The plaintiff contends that the trial court, during the trial of the basic action, erred in construing and applying to the facts of the case the provisions of section 2344 of the Civil Code. We find no merit in that contention. That contention was not made on the hearing of plaintiff's motion in the trial court. In support of his motion the plaintiff presented the affidavit of his attorney and he called and examined two witnesses, the assistants of the court reporter. Neither in the affidavit nor in the testimony of those two witnesses does any fact appear which purports to state what occurred on the trial of the basic action. In presenting plaintiff's motion for a new trial the parties stipulated that all the records and papers on file in the basic action should be admitted in evidence. They are contained in the transcript but are not helpful in disposing of the contention we are now discussing for two reasons. In the first place the plaintiff neither quotes nor gives any reference to any passage showing that section 2344 of the Civil Code was involved on said trial. If such passages were contained in said record he should have done so. (Code Civ.Proc. § 953c.) On the record as made a court of review will not consider the point. Town of St. Helena v. Merriam, 171 Cal. 135, 137, 152 P. 299. In the second place we have examined said record and we find nothing which necessarily presents the contention which the plaintiff now makes. As the trial court's ruling was presumptively correct, in support of said ruling we must assume no statute was improperly construed by the trial court.
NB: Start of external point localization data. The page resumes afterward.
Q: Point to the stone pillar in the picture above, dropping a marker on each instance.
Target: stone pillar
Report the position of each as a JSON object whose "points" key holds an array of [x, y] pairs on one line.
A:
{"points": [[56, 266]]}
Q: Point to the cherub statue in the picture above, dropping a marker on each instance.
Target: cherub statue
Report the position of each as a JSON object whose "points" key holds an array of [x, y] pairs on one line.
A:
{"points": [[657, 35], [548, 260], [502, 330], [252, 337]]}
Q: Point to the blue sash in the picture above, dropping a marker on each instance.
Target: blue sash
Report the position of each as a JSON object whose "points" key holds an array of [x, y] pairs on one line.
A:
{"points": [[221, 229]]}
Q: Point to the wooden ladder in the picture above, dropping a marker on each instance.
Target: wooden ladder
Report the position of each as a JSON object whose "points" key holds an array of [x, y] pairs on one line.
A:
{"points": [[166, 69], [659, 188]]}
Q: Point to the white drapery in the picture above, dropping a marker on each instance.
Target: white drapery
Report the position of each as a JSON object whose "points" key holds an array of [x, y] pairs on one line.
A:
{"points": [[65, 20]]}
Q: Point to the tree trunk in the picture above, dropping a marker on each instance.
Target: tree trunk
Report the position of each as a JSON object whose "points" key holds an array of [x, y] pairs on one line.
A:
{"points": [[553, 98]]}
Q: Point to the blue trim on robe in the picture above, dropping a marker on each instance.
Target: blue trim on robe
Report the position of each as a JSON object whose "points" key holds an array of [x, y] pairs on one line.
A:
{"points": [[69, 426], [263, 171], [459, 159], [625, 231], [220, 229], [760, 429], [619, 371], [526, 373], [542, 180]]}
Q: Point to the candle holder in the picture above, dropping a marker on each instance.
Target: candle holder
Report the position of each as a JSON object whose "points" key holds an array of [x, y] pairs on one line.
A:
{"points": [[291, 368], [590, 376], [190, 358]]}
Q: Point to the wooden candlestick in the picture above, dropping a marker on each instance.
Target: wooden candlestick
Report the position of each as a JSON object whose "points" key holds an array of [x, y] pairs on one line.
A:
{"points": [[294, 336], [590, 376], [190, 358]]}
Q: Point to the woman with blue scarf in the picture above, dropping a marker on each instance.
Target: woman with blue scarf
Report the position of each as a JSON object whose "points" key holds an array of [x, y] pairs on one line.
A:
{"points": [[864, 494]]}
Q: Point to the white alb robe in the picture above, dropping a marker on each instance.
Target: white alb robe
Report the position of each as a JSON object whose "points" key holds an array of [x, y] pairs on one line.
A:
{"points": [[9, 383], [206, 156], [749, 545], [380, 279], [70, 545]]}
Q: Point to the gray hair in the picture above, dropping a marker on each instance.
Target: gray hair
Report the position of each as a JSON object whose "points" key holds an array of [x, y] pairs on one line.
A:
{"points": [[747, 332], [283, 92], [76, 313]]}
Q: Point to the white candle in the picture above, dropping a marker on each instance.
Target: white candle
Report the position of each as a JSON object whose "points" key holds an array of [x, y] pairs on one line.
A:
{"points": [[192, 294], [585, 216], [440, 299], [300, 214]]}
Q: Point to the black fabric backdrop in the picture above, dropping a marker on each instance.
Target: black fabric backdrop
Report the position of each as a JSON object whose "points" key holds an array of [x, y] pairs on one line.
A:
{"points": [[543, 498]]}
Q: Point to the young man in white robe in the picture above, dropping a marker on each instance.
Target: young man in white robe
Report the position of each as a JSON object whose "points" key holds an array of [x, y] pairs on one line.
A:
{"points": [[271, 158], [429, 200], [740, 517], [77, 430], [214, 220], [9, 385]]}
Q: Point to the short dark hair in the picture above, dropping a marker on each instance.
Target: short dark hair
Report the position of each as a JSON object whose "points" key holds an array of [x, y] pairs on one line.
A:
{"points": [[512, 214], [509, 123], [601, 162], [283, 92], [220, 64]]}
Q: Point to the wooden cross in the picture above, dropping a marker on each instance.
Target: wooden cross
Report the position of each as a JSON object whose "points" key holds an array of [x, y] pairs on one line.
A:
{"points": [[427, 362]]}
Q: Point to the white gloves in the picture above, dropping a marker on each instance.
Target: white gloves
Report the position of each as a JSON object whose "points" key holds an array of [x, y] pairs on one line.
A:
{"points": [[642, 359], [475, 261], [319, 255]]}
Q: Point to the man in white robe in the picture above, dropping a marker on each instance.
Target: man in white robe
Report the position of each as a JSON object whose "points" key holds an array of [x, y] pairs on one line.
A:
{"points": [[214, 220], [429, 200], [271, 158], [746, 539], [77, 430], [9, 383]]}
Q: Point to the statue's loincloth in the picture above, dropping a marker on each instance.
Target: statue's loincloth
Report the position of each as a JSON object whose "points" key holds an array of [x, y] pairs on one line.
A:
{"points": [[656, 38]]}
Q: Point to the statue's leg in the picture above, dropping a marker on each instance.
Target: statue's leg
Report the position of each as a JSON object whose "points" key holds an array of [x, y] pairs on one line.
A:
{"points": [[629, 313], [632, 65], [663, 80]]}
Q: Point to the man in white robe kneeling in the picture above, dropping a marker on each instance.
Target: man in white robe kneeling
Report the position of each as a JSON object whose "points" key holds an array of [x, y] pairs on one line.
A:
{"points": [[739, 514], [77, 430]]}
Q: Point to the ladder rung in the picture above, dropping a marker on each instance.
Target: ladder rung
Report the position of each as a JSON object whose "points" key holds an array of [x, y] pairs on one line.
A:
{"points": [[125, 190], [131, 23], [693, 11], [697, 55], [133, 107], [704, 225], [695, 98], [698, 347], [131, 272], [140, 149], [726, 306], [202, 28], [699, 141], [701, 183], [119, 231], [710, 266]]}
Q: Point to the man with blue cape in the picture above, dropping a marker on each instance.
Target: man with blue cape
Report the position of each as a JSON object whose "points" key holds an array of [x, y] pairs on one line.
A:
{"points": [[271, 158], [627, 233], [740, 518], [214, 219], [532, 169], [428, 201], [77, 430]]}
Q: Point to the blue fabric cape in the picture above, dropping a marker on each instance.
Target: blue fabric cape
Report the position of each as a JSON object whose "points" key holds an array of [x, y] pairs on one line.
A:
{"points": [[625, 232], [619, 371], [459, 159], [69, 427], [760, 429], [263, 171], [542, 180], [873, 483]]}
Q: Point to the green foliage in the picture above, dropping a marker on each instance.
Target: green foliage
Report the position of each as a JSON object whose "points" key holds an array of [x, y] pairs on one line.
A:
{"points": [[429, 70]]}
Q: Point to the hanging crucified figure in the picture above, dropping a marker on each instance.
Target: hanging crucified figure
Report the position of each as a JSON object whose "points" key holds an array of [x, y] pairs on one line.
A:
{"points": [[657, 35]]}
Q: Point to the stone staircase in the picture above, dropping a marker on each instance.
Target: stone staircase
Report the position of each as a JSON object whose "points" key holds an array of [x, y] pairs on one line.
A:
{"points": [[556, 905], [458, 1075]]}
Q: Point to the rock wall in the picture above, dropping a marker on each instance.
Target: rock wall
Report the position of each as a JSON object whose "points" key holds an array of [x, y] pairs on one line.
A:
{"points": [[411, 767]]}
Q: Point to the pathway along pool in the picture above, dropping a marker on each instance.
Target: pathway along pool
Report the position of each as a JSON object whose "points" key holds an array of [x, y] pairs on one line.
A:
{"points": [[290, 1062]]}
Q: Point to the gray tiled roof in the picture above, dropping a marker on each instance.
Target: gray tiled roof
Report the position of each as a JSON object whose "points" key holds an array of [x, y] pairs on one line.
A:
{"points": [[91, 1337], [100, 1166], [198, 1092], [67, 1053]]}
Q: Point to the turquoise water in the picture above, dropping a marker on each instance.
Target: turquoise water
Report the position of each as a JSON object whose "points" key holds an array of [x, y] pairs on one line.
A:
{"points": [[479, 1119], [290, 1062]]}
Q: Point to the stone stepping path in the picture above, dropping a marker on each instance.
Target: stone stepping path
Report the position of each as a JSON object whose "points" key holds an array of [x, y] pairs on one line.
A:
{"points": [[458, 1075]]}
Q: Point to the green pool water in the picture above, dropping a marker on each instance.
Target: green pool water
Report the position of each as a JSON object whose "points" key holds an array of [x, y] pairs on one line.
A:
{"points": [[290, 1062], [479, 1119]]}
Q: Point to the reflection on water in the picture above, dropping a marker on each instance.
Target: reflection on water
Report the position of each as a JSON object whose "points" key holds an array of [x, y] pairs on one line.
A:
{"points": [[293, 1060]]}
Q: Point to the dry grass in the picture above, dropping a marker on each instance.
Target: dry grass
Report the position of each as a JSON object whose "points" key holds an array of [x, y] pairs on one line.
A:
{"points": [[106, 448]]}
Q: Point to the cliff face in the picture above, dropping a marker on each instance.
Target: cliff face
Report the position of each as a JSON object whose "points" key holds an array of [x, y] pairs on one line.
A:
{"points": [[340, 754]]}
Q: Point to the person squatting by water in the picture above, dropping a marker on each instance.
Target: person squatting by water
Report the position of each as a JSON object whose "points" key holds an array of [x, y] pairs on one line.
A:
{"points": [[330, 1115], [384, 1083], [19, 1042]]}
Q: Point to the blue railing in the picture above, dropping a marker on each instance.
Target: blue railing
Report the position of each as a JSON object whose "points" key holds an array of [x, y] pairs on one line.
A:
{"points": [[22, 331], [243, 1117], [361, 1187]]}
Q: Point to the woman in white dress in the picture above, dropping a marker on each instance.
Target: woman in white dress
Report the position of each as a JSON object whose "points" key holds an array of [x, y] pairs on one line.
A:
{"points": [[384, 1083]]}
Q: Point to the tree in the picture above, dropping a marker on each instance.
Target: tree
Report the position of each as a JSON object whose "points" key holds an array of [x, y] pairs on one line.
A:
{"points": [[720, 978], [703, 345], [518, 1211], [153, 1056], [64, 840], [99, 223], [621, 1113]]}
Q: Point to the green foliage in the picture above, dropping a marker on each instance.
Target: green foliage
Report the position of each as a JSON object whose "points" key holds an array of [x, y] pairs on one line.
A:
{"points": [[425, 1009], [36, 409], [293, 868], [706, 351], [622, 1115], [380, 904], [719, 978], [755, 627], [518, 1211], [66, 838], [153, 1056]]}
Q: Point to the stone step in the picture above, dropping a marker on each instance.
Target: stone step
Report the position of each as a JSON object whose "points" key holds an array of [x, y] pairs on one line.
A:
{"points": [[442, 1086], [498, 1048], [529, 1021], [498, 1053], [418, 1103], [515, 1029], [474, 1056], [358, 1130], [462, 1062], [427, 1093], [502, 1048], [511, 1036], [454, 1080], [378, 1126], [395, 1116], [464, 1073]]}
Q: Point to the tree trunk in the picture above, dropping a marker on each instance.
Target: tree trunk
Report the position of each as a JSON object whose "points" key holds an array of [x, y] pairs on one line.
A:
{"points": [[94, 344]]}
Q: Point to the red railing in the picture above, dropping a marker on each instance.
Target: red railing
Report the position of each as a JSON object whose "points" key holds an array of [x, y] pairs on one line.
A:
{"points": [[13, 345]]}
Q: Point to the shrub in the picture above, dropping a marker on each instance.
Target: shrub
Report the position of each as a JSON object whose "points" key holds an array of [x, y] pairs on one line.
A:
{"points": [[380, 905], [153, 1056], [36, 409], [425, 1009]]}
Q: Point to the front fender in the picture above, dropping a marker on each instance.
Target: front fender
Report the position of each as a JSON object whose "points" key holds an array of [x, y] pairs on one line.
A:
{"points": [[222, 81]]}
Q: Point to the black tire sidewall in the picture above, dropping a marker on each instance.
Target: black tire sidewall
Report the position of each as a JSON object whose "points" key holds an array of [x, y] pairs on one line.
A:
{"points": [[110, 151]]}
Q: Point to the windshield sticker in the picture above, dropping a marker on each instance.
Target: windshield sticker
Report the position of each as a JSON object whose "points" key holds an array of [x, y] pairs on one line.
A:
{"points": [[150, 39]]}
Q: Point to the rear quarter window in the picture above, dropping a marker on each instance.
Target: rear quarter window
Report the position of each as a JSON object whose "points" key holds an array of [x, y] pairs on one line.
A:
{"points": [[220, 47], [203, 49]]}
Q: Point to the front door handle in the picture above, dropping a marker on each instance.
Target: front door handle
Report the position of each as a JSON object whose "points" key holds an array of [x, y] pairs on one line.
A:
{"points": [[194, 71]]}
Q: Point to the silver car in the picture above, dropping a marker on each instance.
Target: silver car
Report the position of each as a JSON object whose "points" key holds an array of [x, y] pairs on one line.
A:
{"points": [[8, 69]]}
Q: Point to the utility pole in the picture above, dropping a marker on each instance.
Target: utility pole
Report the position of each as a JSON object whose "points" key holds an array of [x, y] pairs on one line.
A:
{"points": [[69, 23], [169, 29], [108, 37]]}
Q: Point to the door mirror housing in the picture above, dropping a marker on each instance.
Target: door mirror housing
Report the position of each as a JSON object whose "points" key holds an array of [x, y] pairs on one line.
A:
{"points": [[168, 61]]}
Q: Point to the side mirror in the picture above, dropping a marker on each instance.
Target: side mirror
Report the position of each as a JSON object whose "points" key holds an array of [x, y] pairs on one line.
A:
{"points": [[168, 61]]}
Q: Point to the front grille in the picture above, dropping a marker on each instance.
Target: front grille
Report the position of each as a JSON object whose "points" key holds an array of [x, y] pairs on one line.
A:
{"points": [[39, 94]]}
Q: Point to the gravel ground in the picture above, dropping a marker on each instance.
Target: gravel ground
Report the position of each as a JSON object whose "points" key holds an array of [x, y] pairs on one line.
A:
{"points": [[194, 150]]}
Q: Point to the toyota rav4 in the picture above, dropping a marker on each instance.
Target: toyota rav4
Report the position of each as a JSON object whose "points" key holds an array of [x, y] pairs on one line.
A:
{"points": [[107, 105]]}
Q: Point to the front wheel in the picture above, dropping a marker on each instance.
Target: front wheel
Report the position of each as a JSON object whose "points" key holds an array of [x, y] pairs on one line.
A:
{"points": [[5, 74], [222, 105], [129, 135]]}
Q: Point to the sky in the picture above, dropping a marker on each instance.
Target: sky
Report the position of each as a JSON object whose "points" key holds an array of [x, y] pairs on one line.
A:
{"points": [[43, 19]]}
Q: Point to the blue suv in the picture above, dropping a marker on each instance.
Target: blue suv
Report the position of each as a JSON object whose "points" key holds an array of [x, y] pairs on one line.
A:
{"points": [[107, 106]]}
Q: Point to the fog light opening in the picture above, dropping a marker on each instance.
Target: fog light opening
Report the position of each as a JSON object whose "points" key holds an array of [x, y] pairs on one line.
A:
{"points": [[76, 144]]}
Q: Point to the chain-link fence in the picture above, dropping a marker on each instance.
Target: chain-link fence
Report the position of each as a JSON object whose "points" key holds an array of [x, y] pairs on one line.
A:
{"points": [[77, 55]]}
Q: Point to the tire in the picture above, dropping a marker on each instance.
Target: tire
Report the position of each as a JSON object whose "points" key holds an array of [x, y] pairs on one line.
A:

As recited above, on February 16, 1940 the plaintiff appealed from the judgment rendered November 21, 1939 and on February 17, 1940 the defendants also appealed. Calling attention to those facts the plaintiff contends the defendants waived any objections to the said delays. We think not. The mere fact the defendants took an appeal did not show an intention to waive any right. In the absence of evidence to show such intention there was no waiver. Howell v. Pedersen, 41 Cal.App. 45, 48, 181 P. 674. As each party appealed, each was an actor and each was bound to act with diligence in perfecting the appeal taken by such party. Dorcy v. Brodis, 153 Cal. 673, 675, 96 P. 278. The plaintiff relies on Campbell v. Deville, 163 La. 575, 112 So. 491. But that case was based on a statute of Louisiana that is not similar to the statute above mentioned.

The order appealed from is affirmed.

STURTEVANT, Justice.

NOURSE, P. J., and SPENCE, J., concurred.